Kardeşi Pierre (1793-1858) minyatürcü olarak tanındı. Ünlü manzara ressamı Camille Corot ile dostluk kurdu ve izlenimcilik akımını etkileyen önemli ressamlardan biri olarak anıldı. 1870’de Londra’da Monet ve Pisarro’yu Durand Rual’e tanıttı. Sen Nehri üstündeki “Botin” adını verdiği yüzer atölyesinde ırmak ve göl resimleri yaptı; bu eserlerinde sade ve düz bir üslupla yalnız doğaya karşı olan sevgisini belirtmeye çalıştı. Cam üzerine klişeler yaptı. Auvers-sur-oise’daki evi eski haliyle muhafaza edildi.

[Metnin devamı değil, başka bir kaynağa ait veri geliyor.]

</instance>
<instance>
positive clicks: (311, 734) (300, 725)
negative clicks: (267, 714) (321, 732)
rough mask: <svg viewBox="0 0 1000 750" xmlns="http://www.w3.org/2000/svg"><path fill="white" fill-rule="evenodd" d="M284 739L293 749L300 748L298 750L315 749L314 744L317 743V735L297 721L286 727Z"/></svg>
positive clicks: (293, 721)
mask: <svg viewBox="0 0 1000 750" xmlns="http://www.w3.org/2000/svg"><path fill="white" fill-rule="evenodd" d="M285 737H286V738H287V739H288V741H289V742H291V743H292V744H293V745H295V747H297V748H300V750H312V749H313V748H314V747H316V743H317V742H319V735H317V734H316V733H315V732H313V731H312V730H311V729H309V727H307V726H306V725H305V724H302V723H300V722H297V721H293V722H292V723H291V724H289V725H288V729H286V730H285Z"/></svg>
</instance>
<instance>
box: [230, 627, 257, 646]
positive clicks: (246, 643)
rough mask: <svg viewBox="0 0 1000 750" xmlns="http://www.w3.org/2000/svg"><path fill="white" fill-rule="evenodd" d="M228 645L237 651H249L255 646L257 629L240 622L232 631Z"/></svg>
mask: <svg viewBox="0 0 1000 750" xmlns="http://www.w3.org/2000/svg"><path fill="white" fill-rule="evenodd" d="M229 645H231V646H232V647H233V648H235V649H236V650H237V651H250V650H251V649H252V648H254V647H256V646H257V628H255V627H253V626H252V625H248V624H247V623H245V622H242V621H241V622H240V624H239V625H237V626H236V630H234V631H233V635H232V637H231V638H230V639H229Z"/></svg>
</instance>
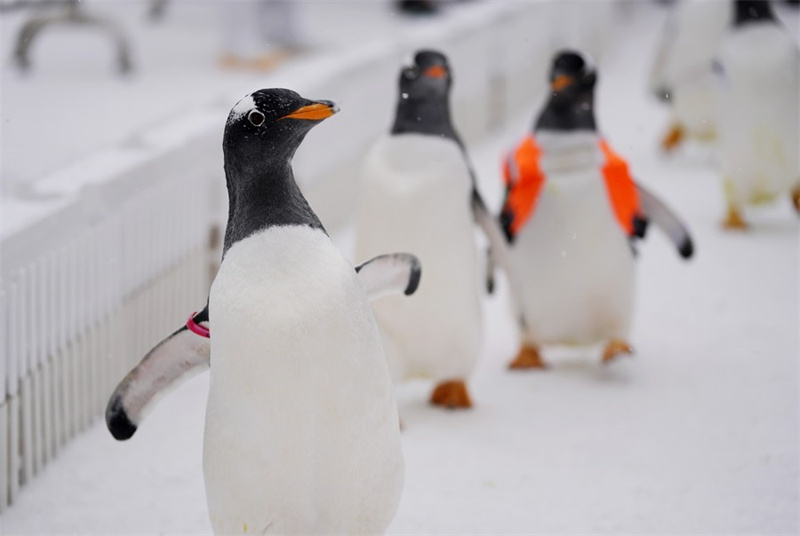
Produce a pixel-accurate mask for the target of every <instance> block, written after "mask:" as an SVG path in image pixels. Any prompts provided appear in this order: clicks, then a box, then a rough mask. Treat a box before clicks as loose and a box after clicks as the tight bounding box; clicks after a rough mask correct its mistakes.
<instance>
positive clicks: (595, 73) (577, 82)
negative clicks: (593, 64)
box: [550, 50, 597, 102]
mask: <svg viewBox="0 0 800 536" xmlns="http://www.w3.org/2000/svg"><path fill="white" fill-rule="evenodd" d="M596 83H597V70H596V69H595V67H594V65H593V64H592V62H591V61H590V60H589V58H588V57H587V56H585V55H584V54H582V53H580V52H576V51H573V50H564V51H561V52H559V53H558V54H556V56H555V58H554V59H553V66H552V67H551V69H550V90H551V92H552V94H553V97H554V98H558V99H561V100H563V101H565V102H568V101H570V100H574V99H576V98H579V97H580V96H582V95H586V94H591V93H593V92H594V86H595V84H596Z"/></svg>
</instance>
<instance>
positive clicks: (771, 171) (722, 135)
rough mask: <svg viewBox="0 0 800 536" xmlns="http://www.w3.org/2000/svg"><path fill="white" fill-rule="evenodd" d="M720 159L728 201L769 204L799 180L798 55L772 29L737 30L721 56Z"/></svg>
mask: <svg viewBox="0 0 800 536" xmlns="http://www.w3.org/2000/svg"><path fill="white" fill-rule="evenodd" d="M720 63H721V65H722V69H723V74H722V76H721V80H720V84H719V90H720V94H721V97H720V109H719V116H720V126H721V129H720V130H721V136H720V154H719V156H720V160H721V163H722V167H723V174H724V179H725V180H726V181H727V184H726V186H727V192H726V193H727V195H728V198H729V201H733V202H735V203H736V204H742V203H758V202H761V201H767V200H769V199H771V198H772V197H774V196H775V195H777V194H781V193H784V192H788V190H789V189H790V187H791V186H794V185H795V184H797V182H798V181H799V180H800V159H798V156H797V151H798V149H797V148H798V145H799V144H800V134H799V133H798V130H799V129H798V126H797V125H798V123H800V113H798V94H800V72H799V69H800V52H798V50H797V45H796V43H795V42H794V40H793V39H792V38H791V37H790V36H789V35H787V34H786V32H784V31H783V30H782V29H781V28H780V27H778V26H776V25H774V24H766V23H765V24H753V25H750V26H749V27H743V28H739V29H734V30H732V31H731V32H730V34H729V35H728V36H726V38H725V40H724V42H723V46H722V49H721V51H720Z"/></svg>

Kariyeri boyunca Fransa’nın çeşitli bölgelerinde, özellikle Île-de-France, Normandiya ve Burgonya’nın doğasını resmetti. 1860’lardan itibaren İngiltere ve Hollanda’ya da seyahat ederek buralarda resimler yaptı. Fransa’da École des Beaux-Arts (Güzel Sanatlar Okulu) ve Paris Salon sergilerinde eserleriyle tanındı.
Eserlerinin önemli kısmı 1907’de Moreau-Nelaton koleksiyonu ile Louvre Müzesine alındı. Daubigny’nin tabloları Fransa’da (Avignon, Bayonne, Bordeaux, Chantilly, Lille, Lyon, Marsilya, Nice, Reims, Rouen v.b.) ve bazı yabancı ülkelerin müzelerinde (Amsterdam, Berlin, Helsinki, La haye, Glasgow, Moskova, Londra) bulunmaktadır.
Sanat Anlayışı
Charles-François Daubigny, Barbizon Okulu’nun önde gelen sanatçılarından biri olarak manzara resminde doğanın doğrudan gözlemlenmesini savundu. Sanat anlayışı, Romantizm’in dramatik manzaralarından ziyade, daha doğal ve içten bir kırsal yaşam betimlemesine dayanıyordu.
Daubigny’nin resimleri, genellikle yumuşak fırça darbeleri ve ışık oyunları ile karakterizedir. Özellikle göller, nehirler ve sulak alanlar onun favori konularıydı. Resimlerinde gökyüzü ve suyun yansımaları büyük bir yer kaplar; bu yaklaşımı, 19. yüzyılın ilerleyen dönemlerinde İzlenimcilerin benimsediği tekniklerin öncüsü olarak değerlendirilir.
Açık havada resim yaparak doğanın değişen ışığını ve atmosferini doğrudan yansıtmayı hedefledi. Bunu başarmak için, tekne üzerinde bir atölye kurarak hareketli bir perspektiften doğayı gözlemleme tekniğini geliştirdi. Bu yenilikçi yaklaşım, onun sanatını zamanının diğer manzara ressamlarından farklı kıldı.
Daubigny’nin en önemli eserleri arasında “Bahar Sabahı” (1857), “Ay Işığında Nehir” (1865) ve “Oise Üzerinde Akşam” (1874) gibi tablolar bulunur. Bu eserlerde doğanın dinginliği ve ışığın yumuşak etkisi ön plandadır.
Sanatında genellikle geniş manzara kompozisyonlarını tercih eden Daubigny, doğayı olduğu gibi, abartıdan uzak bir şekilde betimledi. Küçük detaylardan çok genel atmosferi yakalamaya odaklanması, onun eserlerinin zaman zaman empresyonist bir his vermesini sağladı. Bu nedenle Claude Monet, Camille Pissarro ve Alfred Sisley gibi İzlenimci ressamlar üzerinde büyük bir etkisi olduğu kabul edilir.
Ayrıca, gravür ve baskı sanatında da ustalaşmış olan Daubigny, litografi ve oymabaskı teknikleriyle manzara resimleri üretmiştir. Bu alandaki başarıları, onun yalnızca bir ressam değil, aynı zamanda yetenekli bir grafik sanatçısı olduğunu da göstermektedir.